Key Takeaways
- Semiconductor stocks experienced a dramatic worldwide selloff on Tuesday, with South Korea’s Kospi plummeting 10% and triggering a temporary trading suspension.
- Major U.S. chip companies faced steep pre-market declines: Nvidia down 3%, AMD losing 6%, and Micron shedding over 8%.
- The selloff originated in Asian markets before cascading through Europe and hitting U.S. futures, with Nasdaq 100 futures declining 2.7%.
- Market expectations for Federal Reserve rate increases have doubled in two weeks, with traders now anticipating 50 basis points of hikes by year-end.
- Market experts characterized the downturn as a valuation correction rather than a market collapse, suggesting underlying fundamentals remain intact.
Tuesday witnessed a brutal worldwide selloff in semiconductor and artificial intelligence stocks, originating in Asian trading sessions before sweeping through European markets and crashing into U.S. pre-market hours. The catalyst: mounting anxiety over excessive AI stock valuations combined with expectations of tighter Federal Reserve monetary policy.
South Korea bore the initial brunt of the damage. Memory chip manufacturers Samsung Electronics and SK Hynix each plunged more than 12%, pulling the Kospi benchmark down a staggering 10%. The selling intensity became so severe that authorities implemented a 20-minute circuit breaker halt—marking the fourth time this year such emergency measures were necessary.

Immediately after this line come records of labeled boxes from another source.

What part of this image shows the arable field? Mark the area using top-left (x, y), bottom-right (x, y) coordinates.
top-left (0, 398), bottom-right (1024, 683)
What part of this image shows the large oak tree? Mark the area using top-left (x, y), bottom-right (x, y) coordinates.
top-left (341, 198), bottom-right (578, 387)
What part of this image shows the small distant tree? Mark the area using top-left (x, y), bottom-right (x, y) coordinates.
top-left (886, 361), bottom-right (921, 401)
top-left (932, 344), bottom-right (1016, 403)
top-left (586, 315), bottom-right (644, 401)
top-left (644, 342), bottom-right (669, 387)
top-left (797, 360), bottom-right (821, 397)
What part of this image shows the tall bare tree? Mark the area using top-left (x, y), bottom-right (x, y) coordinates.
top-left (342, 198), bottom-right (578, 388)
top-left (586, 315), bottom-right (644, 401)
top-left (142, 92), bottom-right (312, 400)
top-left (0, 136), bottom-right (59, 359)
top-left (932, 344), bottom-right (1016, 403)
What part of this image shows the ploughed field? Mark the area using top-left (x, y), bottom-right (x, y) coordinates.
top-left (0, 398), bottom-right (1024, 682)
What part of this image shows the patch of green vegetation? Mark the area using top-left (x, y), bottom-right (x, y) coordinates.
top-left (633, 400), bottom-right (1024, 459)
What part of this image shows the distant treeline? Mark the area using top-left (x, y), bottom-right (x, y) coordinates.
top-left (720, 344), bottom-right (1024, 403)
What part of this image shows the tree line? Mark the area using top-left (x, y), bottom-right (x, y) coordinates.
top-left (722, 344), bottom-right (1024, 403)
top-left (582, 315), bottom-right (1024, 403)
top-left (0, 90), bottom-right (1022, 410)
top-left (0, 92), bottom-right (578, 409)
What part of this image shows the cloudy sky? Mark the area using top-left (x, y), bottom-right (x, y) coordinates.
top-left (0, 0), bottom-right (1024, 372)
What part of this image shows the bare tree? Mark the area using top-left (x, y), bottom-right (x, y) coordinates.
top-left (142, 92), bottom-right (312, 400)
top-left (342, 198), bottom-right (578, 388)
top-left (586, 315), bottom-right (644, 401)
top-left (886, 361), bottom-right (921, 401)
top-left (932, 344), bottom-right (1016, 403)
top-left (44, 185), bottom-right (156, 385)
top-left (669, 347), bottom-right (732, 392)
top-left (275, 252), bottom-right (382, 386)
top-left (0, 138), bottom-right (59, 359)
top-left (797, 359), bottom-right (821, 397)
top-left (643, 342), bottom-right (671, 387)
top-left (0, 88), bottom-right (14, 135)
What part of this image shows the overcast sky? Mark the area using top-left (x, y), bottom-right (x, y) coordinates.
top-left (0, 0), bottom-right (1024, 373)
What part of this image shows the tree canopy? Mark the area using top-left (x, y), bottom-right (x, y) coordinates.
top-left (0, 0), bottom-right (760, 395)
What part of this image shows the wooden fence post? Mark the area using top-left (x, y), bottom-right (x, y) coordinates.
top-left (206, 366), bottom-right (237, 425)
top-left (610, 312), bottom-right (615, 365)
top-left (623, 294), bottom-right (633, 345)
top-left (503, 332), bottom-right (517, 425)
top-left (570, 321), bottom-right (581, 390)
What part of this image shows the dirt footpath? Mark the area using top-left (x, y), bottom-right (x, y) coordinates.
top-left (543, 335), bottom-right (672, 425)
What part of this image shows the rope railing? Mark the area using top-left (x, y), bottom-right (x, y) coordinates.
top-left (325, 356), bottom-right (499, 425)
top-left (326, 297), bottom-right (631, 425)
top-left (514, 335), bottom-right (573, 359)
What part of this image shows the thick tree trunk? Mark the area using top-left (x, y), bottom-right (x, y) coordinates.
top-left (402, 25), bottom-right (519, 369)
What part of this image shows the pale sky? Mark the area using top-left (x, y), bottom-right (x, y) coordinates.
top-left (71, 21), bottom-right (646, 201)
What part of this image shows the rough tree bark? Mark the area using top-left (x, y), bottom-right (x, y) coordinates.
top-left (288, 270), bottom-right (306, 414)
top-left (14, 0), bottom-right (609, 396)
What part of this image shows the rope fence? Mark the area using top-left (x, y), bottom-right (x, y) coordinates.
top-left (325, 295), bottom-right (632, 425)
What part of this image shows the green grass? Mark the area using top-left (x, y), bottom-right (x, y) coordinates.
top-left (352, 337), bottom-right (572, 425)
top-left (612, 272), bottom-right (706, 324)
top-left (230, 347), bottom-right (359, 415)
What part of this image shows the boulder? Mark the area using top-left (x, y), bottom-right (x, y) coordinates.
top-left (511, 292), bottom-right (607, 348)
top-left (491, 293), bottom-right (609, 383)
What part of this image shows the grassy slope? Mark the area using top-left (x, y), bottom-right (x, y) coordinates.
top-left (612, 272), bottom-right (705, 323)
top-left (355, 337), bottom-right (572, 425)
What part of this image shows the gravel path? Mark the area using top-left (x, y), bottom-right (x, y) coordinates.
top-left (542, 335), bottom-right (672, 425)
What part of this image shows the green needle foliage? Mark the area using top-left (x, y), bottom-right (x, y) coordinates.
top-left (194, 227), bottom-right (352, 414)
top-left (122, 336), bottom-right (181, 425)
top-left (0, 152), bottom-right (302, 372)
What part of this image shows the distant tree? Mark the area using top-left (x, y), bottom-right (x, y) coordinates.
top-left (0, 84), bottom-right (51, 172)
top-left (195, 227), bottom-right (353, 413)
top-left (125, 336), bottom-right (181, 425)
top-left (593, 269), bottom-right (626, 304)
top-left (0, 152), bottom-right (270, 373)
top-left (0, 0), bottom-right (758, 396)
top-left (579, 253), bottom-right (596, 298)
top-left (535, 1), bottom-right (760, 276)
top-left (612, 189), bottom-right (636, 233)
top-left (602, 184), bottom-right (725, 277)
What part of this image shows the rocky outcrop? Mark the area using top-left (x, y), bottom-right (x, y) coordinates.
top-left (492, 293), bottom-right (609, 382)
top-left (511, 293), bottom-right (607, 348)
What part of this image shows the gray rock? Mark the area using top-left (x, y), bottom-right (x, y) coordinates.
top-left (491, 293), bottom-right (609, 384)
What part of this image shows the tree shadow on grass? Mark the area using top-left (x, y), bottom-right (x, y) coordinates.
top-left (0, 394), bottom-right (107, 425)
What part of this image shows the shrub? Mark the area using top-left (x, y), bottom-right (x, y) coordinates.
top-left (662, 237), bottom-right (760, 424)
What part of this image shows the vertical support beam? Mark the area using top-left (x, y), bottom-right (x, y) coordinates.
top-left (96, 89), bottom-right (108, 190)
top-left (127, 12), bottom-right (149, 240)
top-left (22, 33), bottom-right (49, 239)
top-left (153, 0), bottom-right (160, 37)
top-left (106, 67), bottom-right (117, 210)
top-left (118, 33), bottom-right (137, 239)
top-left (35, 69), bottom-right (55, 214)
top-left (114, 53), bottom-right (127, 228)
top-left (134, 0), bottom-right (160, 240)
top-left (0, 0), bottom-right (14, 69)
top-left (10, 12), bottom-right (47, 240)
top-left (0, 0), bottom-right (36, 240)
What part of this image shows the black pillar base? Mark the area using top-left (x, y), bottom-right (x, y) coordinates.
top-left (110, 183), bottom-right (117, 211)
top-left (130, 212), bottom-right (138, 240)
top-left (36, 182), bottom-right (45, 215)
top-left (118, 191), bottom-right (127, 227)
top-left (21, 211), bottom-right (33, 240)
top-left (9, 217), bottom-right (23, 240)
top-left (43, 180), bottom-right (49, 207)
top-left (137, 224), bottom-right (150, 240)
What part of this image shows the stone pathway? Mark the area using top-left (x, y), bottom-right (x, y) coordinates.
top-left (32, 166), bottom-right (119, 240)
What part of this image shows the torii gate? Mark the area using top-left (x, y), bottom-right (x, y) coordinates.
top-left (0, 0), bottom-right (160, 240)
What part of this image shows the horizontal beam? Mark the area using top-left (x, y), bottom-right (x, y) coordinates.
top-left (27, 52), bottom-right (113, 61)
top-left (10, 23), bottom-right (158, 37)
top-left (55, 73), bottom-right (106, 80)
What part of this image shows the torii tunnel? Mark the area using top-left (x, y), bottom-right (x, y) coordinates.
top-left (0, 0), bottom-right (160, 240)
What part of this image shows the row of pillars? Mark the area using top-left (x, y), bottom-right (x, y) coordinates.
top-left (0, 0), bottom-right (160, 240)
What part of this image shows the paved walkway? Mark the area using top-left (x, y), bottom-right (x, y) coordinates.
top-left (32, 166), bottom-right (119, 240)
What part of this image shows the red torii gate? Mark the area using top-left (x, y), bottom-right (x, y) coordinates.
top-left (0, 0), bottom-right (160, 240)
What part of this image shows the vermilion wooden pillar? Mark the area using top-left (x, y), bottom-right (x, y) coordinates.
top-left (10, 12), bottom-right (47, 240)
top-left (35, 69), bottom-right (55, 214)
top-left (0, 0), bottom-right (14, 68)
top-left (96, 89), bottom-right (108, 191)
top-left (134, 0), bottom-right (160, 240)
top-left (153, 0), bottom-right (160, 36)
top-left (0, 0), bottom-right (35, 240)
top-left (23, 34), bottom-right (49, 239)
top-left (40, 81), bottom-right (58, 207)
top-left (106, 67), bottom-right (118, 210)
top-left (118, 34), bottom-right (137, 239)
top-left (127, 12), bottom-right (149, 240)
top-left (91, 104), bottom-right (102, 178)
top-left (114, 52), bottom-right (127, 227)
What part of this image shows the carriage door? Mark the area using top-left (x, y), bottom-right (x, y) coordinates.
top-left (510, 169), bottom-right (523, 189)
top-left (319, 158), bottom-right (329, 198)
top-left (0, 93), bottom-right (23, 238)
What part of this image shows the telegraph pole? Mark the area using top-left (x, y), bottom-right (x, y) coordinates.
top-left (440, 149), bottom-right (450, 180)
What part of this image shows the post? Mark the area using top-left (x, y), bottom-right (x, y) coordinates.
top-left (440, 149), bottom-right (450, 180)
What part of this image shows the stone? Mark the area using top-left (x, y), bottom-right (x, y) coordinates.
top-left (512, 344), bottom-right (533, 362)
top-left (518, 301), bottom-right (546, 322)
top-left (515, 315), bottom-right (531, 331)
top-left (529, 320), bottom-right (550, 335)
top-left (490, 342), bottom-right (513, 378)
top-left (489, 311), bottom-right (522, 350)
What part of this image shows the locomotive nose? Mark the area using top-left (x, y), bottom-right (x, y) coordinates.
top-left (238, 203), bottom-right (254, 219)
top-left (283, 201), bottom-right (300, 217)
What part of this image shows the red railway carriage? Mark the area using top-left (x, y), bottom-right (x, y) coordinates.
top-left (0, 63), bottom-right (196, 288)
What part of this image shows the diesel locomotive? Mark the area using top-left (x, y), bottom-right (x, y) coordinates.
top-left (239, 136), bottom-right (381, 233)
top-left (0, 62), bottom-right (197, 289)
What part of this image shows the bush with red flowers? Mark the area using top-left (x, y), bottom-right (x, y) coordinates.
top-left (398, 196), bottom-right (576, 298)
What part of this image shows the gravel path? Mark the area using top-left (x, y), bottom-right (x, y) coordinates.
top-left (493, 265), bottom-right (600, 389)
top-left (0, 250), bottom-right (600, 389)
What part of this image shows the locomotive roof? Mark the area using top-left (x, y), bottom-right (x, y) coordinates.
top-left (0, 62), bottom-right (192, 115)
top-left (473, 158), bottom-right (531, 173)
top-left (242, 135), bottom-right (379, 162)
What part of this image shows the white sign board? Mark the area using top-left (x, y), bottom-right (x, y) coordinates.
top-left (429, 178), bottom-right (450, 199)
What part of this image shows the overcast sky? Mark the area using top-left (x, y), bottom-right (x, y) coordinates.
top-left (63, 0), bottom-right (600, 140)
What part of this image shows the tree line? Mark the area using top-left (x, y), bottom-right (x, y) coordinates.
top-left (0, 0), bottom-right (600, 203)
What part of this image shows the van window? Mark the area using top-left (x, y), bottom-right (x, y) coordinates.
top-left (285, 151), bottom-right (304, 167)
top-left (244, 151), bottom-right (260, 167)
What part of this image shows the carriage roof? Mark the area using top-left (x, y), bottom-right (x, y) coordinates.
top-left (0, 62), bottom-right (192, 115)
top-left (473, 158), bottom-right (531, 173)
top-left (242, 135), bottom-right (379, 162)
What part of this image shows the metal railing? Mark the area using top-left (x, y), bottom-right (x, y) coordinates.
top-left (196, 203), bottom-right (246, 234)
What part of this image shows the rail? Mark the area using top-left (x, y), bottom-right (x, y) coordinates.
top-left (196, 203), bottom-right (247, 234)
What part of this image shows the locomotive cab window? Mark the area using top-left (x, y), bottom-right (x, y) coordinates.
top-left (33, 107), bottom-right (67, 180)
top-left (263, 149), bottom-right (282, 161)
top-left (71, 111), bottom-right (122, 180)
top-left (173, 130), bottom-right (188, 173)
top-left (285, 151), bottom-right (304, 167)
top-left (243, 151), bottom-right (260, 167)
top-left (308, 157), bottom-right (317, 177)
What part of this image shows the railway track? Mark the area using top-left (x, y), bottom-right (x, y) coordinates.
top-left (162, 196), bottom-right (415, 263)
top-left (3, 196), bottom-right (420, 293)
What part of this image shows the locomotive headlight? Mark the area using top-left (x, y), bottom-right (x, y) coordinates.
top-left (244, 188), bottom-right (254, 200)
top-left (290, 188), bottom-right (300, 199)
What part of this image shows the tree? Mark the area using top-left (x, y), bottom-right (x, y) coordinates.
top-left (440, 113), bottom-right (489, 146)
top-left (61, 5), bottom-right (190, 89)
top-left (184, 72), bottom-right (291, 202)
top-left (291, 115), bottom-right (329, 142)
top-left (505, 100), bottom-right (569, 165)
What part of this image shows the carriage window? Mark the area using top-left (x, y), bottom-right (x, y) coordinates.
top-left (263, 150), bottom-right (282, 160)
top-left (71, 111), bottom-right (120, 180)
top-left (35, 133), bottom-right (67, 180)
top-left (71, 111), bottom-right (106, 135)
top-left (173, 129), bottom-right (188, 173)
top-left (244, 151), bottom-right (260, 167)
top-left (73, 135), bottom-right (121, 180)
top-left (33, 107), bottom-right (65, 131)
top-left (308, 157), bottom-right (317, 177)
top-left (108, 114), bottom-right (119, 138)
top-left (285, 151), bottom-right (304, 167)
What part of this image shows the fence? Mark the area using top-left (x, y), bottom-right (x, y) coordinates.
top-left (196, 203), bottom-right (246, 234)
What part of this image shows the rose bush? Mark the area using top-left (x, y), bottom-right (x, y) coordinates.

Japan’s equity markets suffered similar punishment. The Nikkei index closed down 3.55% as contagion spread throughout the region’s technology sector.
European Chip Giants Feel the Pain
European semiconductor manufacturers couldn’t escape the carnage. ASML, Europe’s technology heavyweight, shed over 5% of its value. Meanwhile, Infineon, ASM International, and STMicroelectronics each experienced losses ranging from 5% to 8%. The Stoxx 600 Technology benchmark tumbled 3.2%.
The widespread nature of the decline across multiple continents and market segments indicated investors were fundamentally reassessing premium valuations attached to AI-focused companies.
American Semiconductor Stocks Crumble in Pre-Market
During U.S. pre-market sessions, Micron tumbled over 8% as investors positioned ahead of Wednesday’s quarterly earnings announcement. Intel plummeted approximately 7.8%, while Advanced Micro Devices surrendered 6%. Nvidia, the dominant force in AI chip manufacturing, declined around 3%. The iShares Semiconductor ETF dropped nearly 5.9%.
Nasdaq 100 futures contracted 2.7%, while S&P 500 futures retreated 1.4%.
SpaceX shares continued their downward trajectory, falling over 4% in pre-market activity following Monday’s 16% collapse. This decline heightened worries that private technology company valuations had become detached from reality.
Amazon and Meta Platforms, both components of the elite Magnificent Seven group, also registered pre-market losses. The tech sector weakness extended Monday’s momentum, which saw both the S&P 500 and Nasdaq Composite finish in negative territory.
A significant factor driving the pressure involves evolving interest rate projections. Market participants now anticipate 50 basis points worth of Federal Reserve rate increases by December—a complete doubling of expectations from just a fortnight ago.
This shift matters considerably because elevated interest rates increase capital costs for corporations investing heavily in AI infrastructure buildouts. As financing expenses climb, justifying the elevated valuations that have characterized the sector becomes increasingly challenging.
Market commentators struck a measured tone while avoiding panic. Tom Hulick, CEO of Strategy Asset Managers, shared with CNBC that he doesn’t interpret the selloff as the beginning of a market meltdown.
“I don’t think we’re anywhere near some type of catastrophic failure in the markets. There’s too much liquidity out there, and the earnings momentum is very strong right now,” he said.
Wedbush analyst Dan Ives positioned the correction as a potential entry point for investors. He maintained the AI investment theme remains in its “3rd inning” and suggested the pullback might create anxiety-inducing moments for technology investors as Micron’s Wednesday earnings report approaches.
The dramatic reversal occurred merely 24 hours after the Philadelphia SE Semiconductor Index reached an all-time peak. Market participants will scrutinize Micron’s financial results intensely for indications regarding chip sector demand and whether corporate AI expenditures remain resilient.